On win32 x86, SSE vector arguments were not aligned when put to stack in inalloca, loosing alignment.
That resulted in code that crashes when some other code working with arguments of SSE vector types assuming their alignment
Example of c++ code:
#include <vector> #include <functional> #include <emmintrin.h> struct Id { unsigned handle; }; struct QueryView { __m128 val; unsigned i; }; extern void perform_query(std::function<void(QueryView &)>); template<typename BT> void unaligned_stack_store( QueryView &qv, const BT & block) { block( Id{qv.i}, _mm_setzero_ps() ); } template<typename BT> void aligned_read( const BT & block) { perform_query([&](QueryView& qv) { block(qv.val); }); } void external_call ( QueryView & qv ) { { unaligned_stack_store(qv, [&](Id id, const __m128 two)->void{ aligned_read([&](__m128 & arg)->void{arg = two;});}); }}
The body of closure in std::function will (reasonably) make aligned read (movaps) on argument of m128 type.
While unaligned_stack_store will store m128 register on stack unaligned, tightly with Id structure.
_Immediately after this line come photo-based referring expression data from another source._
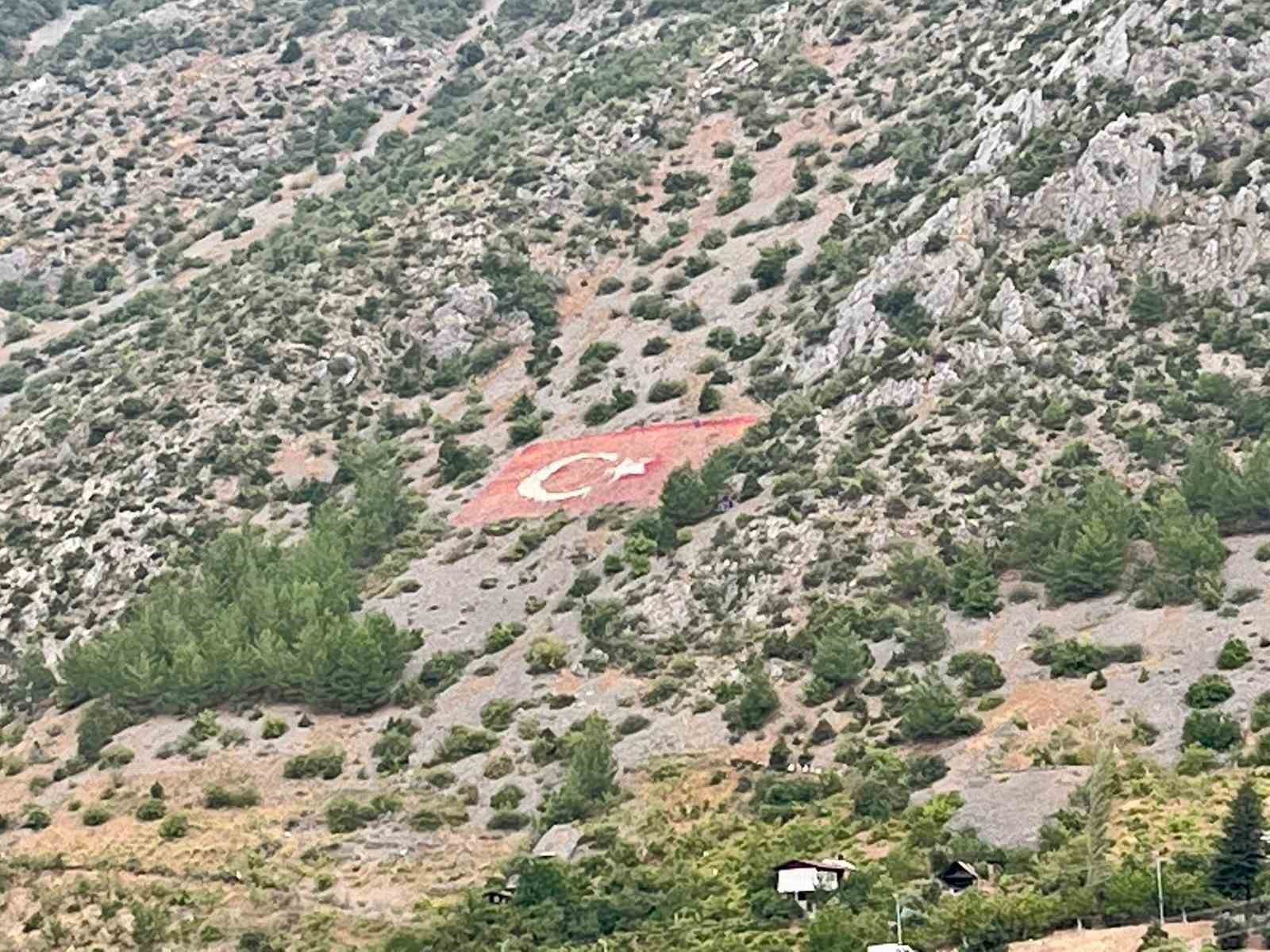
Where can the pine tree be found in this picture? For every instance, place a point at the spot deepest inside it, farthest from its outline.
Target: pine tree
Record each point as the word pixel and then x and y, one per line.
pixel 686 499
pixel 1089 565
pixel 1240 854
pixel 975 589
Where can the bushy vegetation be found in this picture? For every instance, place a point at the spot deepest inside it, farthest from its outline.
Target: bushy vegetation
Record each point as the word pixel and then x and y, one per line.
pixel 260 621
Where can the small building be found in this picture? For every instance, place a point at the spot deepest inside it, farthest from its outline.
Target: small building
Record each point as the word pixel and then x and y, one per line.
pixel 803 879
pixel 501 898
pixel 958 876
pixel 558 843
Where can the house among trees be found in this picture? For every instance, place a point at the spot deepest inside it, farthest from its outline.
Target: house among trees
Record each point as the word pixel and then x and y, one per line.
pixel 559 843
pixel 958 876
pixel 501 898
pixel 803 879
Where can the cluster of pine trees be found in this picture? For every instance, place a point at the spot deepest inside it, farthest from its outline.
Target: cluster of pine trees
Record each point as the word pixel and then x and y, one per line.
pixel 262 621
pixel 1079 546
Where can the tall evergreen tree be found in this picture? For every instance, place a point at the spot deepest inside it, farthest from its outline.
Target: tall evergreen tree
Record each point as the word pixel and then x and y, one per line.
pixel 1241 854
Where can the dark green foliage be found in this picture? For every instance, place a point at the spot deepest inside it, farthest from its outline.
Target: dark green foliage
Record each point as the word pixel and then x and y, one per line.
pixel 256 621
pixel 1212 729
pixel 394 746
pixel 291 54
pixel 1235 654
pixel 217 797
pixel 442 670
pixel 772 260
pixel 933 711
pixel 497 715
pixel 590 782
pixel 905 315
pixel 152 810
pixel 914 575
pixel 346 814
pixel 327 763
pixel 973 588
pixel 925 770
pixel 501 636
pixel 461 743
pixel 756 704
pixel 1241 854
pixel 1210 691
pixel 978 670
pixel 1075 659
pixel 840 655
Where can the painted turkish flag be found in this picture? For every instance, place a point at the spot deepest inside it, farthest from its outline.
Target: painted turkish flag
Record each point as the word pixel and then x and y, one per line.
pixel 588 473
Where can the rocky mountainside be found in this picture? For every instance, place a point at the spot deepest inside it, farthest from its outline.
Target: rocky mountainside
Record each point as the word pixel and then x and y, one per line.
pixel 986 286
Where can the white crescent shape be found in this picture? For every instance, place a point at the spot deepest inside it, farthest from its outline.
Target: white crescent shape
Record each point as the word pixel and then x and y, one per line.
pixel 531 486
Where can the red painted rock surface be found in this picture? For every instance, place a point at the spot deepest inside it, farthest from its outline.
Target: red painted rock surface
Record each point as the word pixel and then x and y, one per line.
pixel 581 475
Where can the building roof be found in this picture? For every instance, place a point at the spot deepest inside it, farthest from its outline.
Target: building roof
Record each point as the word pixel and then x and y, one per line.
pixel 825 865
pixel 560 842
pixel 958 869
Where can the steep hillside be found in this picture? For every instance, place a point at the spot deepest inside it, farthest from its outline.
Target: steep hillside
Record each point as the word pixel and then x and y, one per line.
pixel 962 313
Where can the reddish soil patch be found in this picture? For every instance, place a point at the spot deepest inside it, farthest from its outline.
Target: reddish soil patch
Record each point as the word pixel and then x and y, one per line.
pixel 626 467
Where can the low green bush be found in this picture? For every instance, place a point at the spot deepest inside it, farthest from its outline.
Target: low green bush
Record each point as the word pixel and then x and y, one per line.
pixel 1210 691
pixel 461 743
pixel 175 827
pixel 1235 654
pixel 327 763
pixel 152 810
pixel 217 797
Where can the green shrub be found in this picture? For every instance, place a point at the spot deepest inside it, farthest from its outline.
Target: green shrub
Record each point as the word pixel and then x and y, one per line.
pixel 1260 719
pixel 152 810
pixel 979 672
pixel 217 797
pixel 502 635
pixel 1210 691
pixel 497 715
pixel 238 615
pixel 441 780
pixel 546 655
pixel 346 814
pixel 507 797
pixel 36 818
pixel 395 746
pixel 756 704
pixel 925 770
pixel 461 743
pixel 327 763
pixel 933 711
pixel 1235 654
pixel 1212 729
pixel 973 587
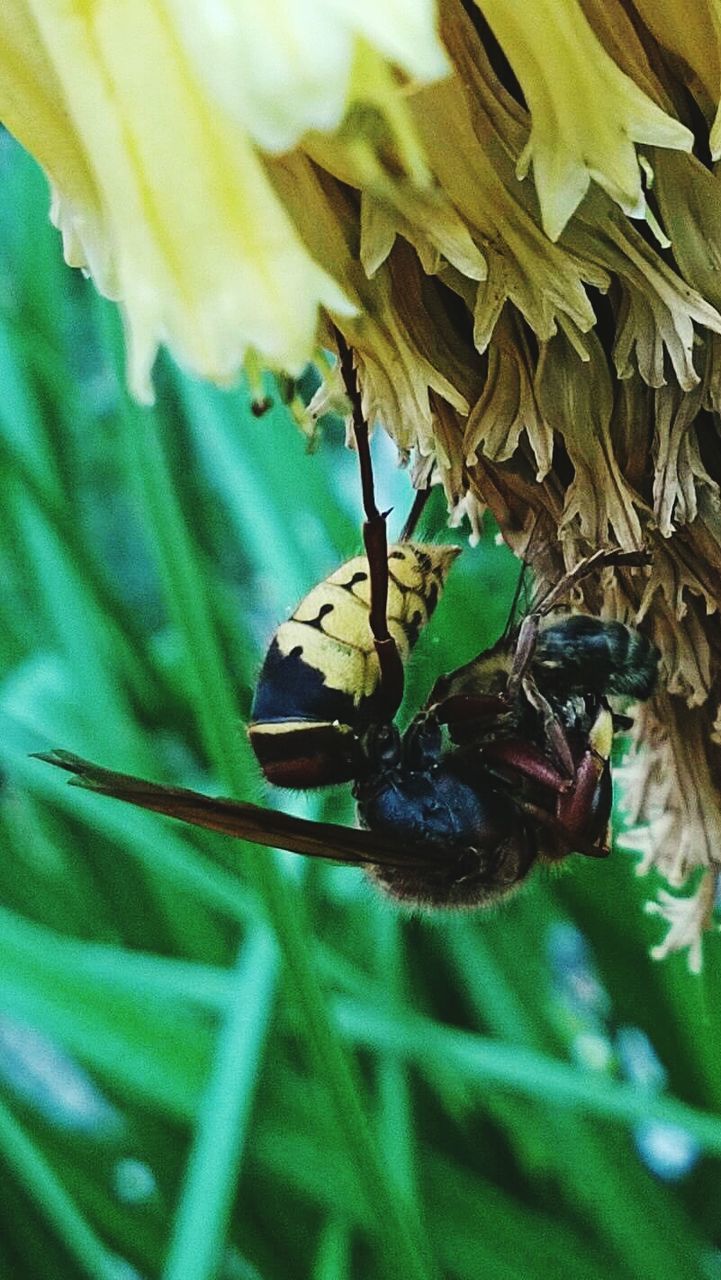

This results in crash during runtime (unaligned load).
LLVM code (relevant part)
%3 = alloca inalloca <{ %struct.Id, <4 x float> }>, align 4
Assembly disasm (relevant part):
push eax
sub esp, 16
mov eax, esp
xorps xmm0, xmm0
mov dword ptr [eax], ecx
movups xmmword ptr [eax + 4], xmm0 #unaligned!
With this patch the last line will be
movups xmmword ptr [eax + 16], xmm0
which is similar to what MSVC produces.